Page 66 of A Sunless Sea (William Monk 17)
In spite of herself, Hester was interested. She sat in the seat that Agatha offered her, and a few moments later accepted the cup of steaming, fragrant pale yellow tea, without milk. It had a sharp, clean fragrance she was unused to. She glanced around the walls and saw on one shelf at least thirty books in various stages of disrepair. Clearly they had been very well read indeed. On the opposite wall were glass jars with all manner of dried leaves, herbs, roots, and powders in them.
She forced her attention back to the huge woman now sitting opposite her, watching and waiting.
Hester sipped the tea again. It was quite different from any she was familiar with, but she thought she could learn to like it. “Thank you,” she said aloud.
Agatha shrugged and raised her own cup.
“How did you find out about this tea?” Hester asked, sipping it again.
“Plenty o’ Chinese in London,” Agatha replied. “They know a lot about medicine, poor devils. Showed me some.” She looked up quickly at Hester, sharp-eyed. It was a warning that her secrets were precious. She had won them hard and was not going to share them without a price.
Hester had a degree of respect for that. Her own skills had been learned on the battlefield. “I wish we’d had enough opium in the Crimea,” she said quietly. “Would have helped a bit, especially when we had to amputate.”
Agatha looked at her carefully, eyes narrowed. “Do that a lot, did yer?”
“Enough,” Hester replied; memory brought it back to her, as if she were crouching in the mud and desolation of the battlefield, trying to block the cries out of her mind and concentrate only on the silent, ashen face in front of her, the eyes sunken in shock and pain.
Agatha nodded slowly. “Don’t do to go over it,” she said. “Drive yerself mad. Do yer get ’em now, people with the worst pain, torn-open guts, smashed bones an’ the like?”
“Not often.” Hester took the chance she had been hoping for. “Sometimes. Stones that won’t pass, or torn open after a bad birth. Terrible beatings. That’s why I need good opium.”
Agatha hesitated as if making a difficult decision.

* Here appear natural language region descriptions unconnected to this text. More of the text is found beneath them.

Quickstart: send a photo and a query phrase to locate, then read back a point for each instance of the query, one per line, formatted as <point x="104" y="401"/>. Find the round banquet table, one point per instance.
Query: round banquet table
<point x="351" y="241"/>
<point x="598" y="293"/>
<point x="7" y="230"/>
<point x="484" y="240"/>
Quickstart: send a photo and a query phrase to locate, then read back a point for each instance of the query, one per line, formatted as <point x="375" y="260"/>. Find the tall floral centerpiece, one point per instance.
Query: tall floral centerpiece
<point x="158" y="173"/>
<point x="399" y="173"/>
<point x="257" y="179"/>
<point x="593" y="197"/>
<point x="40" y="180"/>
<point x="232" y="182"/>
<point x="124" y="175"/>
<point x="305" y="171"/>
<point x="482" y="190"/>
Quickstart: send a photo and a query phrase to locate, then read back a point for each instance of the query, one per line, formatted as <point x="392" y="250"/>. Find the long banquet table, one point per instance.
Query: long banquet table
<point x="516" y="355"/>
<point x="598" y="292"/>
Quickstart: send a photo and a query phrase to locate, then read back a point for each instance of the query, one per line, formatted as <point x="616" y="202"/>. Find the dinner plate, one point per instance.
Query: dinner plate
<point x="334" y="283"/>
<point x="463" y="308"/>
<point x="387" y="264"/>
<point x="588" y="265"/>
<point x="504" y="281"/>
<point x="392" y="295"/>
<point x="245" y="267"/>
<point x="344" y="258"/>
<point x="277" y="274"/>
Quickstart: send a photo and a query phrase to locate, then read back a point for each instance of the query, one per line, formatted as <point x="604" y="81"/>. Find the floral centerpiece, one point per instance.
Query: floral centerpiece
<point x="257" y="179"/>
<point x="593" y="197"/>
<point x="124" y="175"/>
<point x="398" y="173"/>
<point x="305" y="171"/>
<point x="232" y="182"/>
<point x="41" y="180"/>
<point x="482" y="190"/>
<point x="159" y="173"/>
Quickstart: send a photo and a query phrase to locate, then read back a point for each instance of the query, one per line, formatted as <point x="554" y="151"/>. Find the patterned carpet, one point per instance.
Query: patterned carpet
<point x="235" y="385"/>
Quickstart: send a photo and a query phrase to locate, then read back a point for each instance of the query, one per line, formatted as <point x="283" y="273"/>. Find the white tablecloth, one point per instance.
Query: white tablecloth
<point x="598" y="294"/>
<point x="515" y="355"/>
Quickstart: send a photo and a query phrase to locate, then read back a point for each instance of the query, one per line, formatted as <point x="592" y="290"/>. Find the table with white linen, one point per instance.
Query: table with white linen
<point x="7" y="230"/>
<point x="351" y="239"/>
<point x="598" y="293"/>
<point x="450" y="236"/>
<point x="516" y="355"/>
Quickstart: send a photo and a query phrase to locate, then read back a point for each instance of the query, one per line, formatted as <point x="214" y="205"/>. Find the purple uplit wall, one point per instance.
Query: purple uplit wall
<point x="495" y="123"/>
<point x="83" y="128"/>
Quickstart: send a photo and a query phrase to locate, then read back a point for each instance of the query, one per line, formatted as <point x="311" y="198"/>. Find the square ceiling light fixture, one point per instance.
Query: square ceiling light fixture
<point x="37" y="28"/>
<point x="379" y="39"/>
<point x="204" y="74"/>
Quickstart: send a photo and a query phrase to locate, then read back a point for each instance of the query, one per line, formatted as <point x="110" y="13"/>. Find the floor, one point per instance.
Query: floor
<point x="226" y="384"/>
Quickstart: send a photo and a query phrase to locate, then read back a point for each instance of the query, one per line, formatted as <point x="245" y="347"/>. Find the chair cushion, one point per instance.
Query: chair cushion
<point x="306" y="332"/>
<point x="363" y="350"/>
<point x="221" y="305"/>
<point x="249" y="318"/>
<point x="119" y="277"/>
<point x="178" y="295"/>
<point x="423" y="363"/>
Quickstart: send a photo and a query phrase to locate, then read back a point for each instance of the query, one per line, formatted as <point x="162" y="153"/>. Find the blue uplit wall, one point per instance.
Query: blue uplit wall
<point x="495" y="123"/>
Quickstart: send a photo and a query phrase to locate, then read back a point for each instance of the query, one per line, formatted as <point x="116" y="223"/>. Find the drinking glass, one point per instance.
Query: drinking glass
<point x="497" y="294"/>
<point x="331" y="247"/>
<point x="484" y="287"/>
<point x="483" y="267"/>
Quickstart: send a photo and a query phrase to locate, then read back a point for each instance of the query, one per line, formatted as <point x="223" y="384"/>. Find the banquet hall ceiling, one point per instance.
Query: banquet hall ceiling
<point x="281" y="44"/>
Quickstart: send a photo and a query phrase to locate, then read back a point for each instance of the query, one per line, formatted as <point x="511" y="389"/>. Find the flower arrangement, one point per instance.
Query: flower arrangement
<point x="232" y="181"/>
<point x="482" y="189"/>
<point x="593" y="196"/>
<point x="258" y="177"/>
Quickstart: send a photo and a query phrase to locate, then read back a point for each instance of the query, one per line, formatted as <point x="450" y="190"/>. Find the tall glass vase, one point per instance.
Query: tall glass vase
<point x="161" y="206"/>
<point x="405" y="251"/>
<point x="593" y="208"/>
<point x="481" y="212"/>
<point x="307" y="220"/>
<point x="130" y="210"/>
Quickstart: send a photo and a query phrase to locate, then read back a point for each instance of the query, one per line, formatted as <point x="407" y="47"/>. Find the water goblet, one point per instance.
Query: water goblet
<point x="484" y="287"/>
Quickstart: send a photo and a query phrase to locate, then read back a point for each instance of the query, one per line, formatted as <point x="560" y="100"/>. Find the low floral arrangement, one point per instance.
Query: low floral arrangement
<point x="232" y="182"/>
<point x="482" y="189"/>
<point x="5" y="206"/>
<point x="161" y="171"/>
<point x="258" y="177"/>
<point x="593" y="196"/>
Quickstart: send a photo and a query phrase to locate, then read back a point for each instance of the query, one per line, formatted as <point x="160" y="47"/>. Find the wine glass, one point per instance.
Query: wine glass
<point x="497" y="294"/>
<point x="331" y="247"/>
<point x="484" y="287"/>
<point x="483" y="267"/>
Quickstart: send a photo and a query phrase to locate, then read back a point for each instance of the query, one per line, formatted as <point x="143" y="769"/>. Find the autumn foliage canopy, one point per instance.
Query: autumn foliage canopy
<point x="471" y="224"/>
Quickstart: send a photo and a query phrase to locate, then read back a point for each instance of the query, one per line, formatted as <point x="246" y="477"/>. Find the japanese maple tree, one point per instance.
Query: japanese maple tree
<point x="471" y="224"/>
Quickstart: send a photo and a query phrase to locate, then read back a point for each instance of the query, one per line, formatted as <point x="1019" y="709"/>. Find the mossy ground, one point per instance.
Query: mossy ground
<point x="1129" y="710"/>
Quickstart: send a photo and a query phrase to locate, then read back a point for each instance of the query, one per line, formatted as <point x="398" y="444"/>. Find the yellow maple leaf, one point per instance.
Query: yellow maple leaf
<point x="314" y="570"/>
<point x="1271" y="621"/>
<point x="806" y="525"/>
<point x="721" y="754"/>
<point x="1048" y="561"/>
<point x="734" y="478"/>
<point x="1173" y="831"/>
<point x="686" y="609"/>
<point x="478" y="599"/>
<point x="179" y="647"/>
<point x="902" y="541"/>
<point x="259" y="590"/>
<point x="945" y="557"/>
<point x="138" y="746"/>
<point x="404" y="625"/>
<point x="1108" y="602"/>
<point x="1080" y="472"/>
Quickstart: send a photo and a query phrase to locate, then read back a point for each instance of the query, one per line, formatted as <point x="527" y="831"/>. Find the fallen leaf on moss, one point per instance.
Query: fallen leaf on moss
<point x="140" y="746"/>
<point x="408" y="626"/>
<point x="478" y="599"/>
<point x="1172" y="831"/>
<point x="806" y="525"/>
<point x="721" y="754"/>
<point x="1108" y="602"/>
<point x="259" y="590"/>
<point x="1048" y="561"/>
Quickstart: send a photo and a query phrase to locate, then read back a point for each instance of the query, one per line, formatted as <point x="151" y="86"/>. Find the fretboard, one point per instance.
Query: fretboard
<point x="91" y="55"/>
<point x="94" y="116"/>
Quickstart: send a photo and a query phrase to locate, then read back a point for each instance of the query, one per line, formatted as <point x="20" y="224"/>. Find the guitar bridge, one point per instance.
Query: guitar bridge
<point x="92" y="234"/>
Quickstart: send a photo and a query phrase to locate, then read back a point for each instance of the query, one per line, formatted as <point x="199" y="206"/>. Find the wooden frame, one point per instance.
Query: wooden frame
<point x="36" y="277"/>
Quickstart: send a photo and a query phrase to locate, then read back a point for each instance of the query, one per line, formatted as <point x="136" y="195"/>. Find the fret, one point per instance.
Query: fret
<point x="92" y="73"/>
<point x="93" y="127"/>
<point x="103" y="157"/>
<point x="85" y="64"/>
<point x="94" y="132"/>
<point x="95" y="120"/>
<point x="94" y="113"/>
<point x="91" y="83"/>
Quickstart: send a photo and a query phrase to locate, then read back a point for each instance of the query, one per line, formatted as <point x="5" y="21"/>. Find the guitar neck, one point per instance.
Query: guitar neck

Hester waited. Seconds ticked by.
Agatha took a deep breath. “I can get yer the best opium,” she said, her eyes fixed on Hester’s. “Good price. But I can do better than that. Eatin’ it’s better than nothin’, not as good as smokin’ it. But there’s better still. Scottish man made this needle where you can stick it straight into the vein, right wherever the pain’s worst. Fifteen years ago, or more. I can get you one of them needles.”
“I’ve heard of them,” Hester said with a sudden lurch of excitement. “Can you teach me how to use it? And how much to give?”
Agatha nodded. “Have to be careful, mind. You can kill someone easy, if you get it wrong. And worse than that, if you give it to them more than a few times, they get so they want it every day, can’t do without it.”
Hester frowned, her heart beating faster. “How do you stop that from happening?” Her voice was a little hoarse.
“You make it less, then you stop them getting it at all. They learn. Least, most do. Some don’t, an’ they go on taking it, one way or another for the rest o’ their lives. More an’ more. Makes them as sells it rich.” The look of fury on her face made Hester wince.
“Is there another way to deal with pain?” Hester asked softly, knowing the answer.
“No.” Agatha let the one word fall into the silence.
“Is that what Dr. Lambourn was asking about?” Hester asked. “Needles?”
“Not at first,” Agatha replied. “ ’E were mostly on about deaths of children ’cos women gave ’em medicines they don’t know what’s in. He didn’t get nothin’ out of it one way or the other.”
“You talked with him?” Hester pressed.
“Course I did. I told you, even if the government’d taken his report, it wouldn’t ’ave made no difference to me nor you. An’ they didn’t anyway, so what do you care?” Her eyes were sharp, clever, watching Hester’s face.
“But he asked about addiction to smoking opium?” Hester pressed again.
Agatha grimaced. “Not much, but I told ’im anyway. ’E listened.”
“Do you think he killed himself?” Hester said bluntly.
Agatha frowned. “He didn’t look to me like that kind of coward, but I s’pose yer never know. What difference does it make to you?”
Hester wondered how much truth to tell. She looked at Agatha more carefully, and decided not to lie at all. The whole question of opium in medicines was complicated by the abuse of it. Where was the dividing line between supplying a need, and profiteering? And had any of it to do with Joel Lambourn’s death, or Zenia Gadney’s?
“I think maybe he was murdered and it was made to look like suicide,” she said aloud to Agatha. “Some of it doesn’t make sense.”